Paper No. 250-7
Presentation Time: 3:05 PM
MICROSTRUCTURAL CHANGES IN FOSSIL GIANT CLAM SHELLS THROUGH 200 KA: INITIAL RESULTS
Well preserved aragonitic shells of the giant clam (Tridacna gigas) are used in paleoclimate studies because their internal layers offer robust bioarchives of the understudied tropics. T. gigas live in coral reef environments for up to several decades recording local environmental and climate changes within their massive shells. Modern and fossil specimens from the uplifted coral reef terraces of the Huon Peninsula, Papua New Guinea, display daily growth increments at the microscale that are composed of pairs of aragonitic needles (daytime) and small oblong crystals (nighttime). The symbiotic relationship with photosynthetic zooxanthellae yields higher growth during the daytime, promoting the deposition of aragonitic needles, and slower growth during the nighttime. Here we test the hypothesis that a relationship between solar radiation variability and aragonitic needle width (ANW) may be unraveled in fossil T. gigas specimens spanning the last 200 ka over a full glacial cycle. A correspondence between interannual solar radiation variability and the elemental chemistry of the daily growth increments has previously been established. Utilizing SEM, needle width measurements (n = 20/sample) were taken from the first season of growth within 1-2 mm of the umbo.
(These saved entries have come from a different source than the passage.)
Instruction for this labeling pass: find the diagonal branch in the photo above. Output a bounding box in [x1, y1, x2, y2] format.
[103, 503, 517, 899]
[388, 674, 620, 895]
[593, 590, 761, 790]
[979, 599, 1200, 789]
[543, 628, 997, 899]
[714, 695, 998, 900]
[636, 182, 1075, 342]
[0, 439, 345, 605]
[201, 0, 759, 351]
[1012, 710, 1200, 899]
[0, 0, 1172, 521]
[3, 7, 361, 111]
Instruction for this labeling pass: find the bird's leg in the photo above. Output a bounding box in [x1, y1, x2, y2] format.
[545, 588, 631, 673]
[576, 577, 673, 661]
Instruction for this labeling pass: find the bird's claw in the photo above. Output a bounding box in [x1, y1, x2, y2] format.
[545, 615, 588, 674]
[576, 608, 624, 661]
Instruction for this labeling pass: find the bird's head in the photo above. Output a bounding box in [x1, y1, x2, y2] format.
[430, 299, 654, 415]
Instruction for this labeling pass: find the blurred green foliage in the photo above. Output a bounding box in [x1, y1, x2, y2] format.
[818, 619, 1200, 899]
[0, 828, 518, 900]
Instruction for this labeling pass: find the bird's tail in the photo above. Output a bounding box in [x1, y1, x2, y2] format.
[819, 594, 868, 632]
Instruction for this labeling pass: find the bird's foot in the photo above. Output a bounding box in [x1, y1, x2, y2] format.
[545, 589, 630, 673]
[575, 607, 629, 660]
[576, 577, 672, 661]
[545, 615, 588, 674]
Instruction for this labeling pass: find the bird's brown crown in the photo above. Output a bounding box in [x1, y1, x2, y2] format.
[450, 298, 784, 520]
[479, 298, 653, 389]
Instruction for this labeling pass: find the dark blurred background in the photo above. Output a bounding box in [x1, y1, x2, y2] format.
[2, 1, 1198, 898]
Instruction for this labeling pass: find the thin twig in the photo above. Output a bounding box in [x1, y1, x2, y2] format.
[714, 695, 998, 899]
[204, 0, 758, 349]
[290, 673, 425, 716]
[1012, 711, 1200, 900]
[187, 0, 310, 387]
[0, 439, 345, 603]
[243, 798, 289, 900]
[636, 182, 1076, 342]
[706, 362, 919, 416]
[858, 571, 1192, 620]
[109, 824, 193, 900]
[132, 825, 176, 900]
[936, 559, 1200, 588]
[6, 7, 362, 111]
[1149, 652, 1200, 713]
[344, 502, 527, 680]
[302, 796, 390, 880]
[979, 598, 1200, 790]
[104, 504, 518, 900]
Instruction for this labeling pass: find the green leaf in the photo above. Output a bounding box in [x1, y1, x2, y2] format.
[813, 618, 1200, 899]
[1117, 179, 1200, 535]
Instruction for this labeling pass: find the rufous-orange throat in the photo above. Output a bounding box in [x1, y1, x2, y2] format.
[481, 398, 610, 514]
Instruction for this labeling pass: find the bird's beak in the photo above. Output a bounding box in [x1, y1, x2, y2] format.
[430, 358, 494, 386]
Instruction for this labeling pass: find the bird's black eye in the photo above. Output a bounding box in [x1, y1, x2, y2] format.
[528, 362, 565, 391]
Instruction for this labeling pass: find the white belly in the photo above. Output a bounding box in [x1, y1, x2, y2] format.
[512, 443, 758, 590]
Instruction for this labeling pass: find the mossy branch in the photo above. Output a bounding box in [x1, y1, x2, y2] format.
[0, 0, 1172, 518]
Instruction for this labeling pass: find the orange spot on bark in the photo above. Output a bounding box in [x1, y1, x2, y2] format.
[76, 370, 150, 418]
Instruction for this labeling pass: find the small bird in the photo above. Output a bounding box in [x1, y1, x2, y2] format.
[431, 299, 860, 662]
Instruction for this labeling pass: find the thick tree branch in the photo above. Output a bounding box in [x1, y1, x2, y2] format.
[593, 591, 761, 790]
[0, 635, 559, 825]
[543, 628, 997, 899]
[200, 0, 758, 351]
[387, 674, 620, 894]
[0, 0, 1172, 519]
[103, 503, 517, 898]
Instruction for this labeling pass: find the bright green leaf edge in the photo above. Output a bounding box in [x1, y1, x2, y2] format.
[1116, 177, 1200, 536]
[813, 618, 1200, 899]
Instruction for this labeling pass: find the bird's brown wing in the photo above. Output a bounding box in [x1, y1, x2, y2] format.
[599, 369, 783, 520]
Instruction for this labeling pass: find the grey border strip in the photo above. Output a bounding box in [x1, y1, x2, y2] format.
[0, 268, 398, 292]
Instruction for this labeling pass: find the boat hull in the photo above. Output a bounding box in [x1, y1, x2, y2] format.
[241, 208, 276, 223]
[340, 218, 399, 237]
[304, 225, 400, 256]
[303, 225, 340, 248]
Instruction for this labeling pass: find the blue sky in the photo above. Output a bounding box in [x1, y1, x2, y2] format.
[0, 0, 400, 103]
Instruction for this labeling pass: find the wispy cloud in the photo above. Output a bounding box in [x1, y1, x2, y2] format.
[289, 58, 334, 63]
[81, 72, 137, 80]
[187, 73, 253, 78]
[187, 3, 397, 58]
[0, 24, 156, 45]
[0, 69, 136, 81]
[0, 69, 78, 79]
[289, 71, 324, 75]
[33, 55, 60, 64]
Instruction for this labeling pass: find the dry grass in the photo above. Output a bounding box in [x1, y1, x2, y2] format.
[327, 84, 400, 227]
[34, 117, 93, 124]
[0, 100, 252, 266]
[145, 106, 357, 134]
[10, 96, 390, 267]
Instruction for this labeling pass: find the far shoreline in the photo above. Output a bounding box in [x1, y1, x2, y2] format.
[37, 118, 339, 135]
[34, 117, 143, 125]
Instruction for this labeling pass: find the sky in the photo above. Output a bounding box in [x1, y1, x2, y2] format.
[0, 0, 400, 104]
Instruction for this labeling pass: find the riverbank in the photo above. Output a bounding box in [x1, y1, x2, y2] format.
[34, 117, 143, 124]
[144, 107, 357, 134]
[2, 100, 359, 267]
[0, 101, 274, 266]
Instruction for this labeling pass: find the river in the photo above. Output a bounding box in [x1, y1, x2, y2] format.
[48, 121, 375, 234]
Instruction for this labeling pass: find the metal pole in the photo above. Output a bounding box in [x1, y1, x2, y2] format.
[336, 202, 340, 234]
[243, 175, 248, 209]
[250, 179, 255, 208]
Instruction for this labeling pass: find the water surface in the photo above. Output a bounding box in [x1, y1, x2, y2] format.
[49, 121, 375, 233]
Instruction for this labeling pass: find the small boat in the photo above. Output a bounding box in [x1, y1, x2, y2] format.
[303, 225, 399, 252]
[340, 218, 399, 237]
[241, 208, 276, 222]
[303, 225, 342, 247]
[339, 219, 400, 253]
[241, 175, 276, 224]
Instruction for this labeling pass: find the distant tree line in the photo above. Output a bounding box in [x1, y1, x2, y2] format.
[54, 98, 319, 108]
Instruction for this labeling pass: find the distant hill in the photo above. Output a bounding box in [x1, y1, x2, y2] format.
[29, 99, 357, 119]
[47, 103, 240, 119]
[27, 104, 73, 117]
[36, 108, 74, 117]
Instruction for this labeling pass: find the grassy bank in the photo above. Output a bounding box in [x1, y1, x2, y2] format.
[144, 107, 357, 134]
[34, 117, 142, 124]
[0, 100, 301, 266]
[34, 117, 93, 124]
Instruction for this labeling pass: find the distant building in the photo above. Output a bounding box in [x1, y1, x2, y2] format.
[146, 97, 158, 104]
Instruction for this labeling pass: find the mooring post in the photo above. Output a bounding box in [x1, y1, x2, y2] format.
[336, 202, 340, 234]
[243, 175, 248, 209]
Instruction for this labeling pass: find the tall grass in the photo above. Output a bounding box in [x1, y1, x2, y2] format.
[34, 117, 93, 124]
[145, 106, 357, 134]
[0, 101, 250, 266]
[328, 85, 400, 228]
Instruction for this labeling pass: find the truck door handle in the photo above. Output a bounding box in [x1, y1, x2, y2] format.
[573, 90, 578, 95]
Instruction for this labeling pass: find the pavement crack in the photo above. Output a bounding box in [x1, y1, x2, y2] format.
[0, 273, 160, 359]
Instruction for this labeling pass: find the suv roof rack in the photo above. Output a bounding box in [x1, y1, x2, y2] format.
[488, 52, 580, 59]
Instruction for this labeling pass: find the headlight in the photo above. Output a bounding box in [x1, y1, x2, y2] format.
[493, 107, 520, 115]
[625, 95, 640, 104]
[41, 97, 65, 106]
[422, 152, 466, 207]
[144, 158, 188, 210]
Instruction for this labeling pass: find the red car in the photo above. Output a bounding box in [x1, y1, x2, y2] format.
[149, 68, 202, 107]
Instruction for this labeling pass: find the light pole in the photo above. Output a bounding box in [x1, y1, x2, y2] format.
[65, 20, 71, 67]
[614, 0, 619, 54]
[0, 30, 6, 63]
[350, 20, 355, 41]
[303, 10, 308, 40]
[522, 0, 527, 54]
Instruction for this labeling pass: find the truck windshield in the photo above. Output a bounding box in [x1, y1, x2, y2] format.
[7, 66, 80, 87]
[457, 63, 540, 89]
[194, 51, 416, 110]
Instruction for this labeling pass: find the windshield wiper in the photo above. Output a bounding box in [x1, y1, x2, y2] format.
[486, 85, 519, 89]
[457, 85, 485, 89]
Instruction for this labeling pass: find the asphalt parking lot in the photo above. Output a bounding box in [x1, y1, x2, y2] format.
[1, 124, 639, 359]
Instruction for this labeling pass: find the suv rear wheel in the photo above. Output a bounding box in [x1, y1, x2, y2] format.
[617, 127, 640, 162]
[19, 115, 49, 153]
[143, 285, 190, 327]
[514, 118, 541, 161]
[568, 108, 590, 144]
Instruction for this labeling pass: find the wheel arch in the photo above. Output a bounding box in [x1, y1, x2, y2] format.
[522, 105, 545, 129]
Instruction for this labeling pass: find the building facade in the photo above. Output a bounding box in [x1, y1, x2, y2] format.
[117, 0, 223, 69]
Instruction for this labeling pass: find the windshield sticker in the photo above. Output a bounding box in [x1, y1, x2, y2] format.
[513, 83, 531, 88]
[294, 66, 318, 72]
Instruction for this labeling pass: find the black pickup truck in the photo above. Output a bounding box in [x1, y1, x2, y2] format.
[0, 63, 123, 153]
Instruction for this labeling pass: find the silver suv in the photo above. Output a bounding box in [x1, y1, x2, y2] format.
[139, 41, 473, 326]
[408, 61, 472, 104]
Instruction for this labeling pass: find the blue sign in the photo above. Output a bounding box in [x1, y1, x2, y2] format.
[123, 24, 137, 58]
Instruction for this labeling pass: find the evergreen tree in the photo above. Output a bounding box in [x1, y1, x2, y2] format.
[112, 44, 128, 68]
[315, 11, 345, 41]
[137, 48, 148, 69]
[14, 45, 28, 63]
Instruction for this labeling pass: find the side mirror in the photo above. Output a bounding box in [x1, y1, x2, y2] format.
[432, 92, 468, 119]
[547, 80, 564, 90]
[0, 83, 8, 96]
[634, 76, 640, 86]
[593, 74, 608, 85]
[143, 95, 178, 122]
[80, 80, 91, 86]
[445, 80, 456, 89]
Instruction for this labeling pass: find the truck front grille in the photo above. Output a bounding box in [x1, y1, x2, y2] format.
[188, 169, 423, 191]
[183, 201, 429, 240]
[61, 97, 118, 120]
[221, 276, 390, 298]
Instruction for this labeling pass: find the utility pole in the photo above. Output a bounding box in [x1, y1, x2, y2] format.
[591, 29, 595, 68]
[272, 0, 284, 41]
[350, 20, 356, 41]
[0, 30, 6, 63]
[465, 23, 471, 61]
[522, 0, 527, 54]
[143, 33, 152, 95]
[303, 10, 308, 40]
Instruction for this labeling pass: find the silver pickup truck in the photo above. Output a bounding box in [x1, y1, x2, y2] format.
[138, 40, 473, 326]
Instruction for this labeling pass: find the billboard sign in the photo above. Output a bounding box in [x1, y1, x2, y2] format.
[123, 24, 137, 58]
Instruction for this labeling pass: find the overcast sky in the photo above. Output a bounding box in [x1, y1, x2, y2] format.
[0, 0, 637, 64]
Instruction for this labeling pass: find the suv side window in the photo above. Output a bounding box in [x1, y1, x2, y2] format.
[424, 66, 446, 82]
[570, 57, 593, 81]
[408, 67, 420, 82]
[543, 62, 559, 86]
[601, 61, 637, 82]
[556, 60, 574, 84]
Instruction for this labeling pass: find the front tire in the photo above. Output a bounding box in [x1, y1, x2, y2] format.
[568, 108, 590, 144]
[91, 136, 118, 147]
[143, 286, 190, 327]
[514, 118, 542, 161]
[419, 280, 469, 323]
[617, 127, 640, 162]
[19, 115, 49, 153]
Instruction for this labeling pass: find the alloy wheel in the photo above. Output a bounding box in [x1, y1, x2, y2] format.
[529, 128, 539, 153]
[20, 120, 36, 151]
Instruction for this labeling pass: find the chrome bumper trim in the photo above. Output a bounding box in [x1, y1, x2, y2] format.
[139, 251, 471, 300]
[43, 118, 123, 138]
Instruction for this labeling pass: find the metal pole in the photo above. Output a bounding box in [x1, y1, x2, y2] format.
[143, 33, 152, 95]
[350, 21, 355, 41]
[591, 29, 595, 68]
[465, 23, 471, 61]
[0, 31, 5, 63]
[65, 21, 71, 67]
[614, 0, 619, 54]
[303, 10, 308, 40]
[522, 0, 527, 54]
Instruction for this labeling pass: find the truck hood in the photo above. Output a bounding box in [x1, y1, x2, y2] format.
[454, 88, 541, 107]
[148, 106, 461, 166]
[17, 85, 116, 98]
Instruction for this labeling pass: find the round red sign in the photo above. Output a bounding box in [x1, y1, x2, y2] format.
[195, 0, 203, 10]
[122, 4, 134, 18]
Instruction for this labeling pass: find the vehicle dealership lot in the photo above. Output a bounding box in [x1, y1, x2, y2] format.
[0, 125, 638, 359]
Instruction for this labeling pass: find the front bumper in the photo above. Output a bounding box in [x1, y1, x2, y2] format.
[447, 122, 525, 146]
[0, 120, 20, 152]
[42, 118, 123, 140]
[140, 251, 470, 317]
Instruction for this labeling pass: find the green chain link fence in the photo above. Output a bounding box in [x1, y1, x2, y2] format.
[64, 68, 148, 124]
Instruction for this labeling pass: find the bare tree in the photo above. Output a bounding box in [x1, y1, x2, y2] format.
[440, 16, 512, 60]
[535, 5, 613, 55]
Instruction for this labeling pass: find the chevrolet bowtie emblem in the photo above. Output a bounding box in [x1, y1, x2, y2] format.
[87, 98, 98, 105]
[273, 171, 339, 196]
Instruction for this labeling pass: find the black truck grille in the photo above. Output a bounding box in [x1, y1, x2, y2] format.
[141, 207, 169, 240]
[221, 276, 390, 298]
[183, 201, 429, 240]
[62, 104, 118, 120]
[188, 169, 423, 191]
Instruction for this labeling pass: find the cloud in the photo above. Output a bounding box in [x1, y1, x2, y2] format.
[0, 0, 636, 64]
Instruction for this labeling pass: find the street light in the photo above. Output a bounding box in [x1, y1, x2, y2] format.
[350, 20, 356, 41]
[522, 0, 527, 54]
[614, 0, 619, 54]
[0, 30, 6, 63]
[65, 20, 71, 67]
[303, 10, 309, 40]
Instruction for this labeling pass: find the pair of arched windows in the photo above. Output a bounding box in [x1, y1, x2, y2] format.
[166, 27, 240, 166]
Our results show that ANW of fossil specimens (n = 12) co-vary with changes in solar modulation over the past 200 ka. The cyclic nature is thought to be associated with a change in biomineralization associated with solar variations. The promising results of this initial study, suggesting co-variation between ANW of fossil T. gigas and solar modulation advances the potential of T. gigas to assist in the reconstruction of past solar activity at high resolution. A population size with greater geologic age distribution is required to confirm our present findings.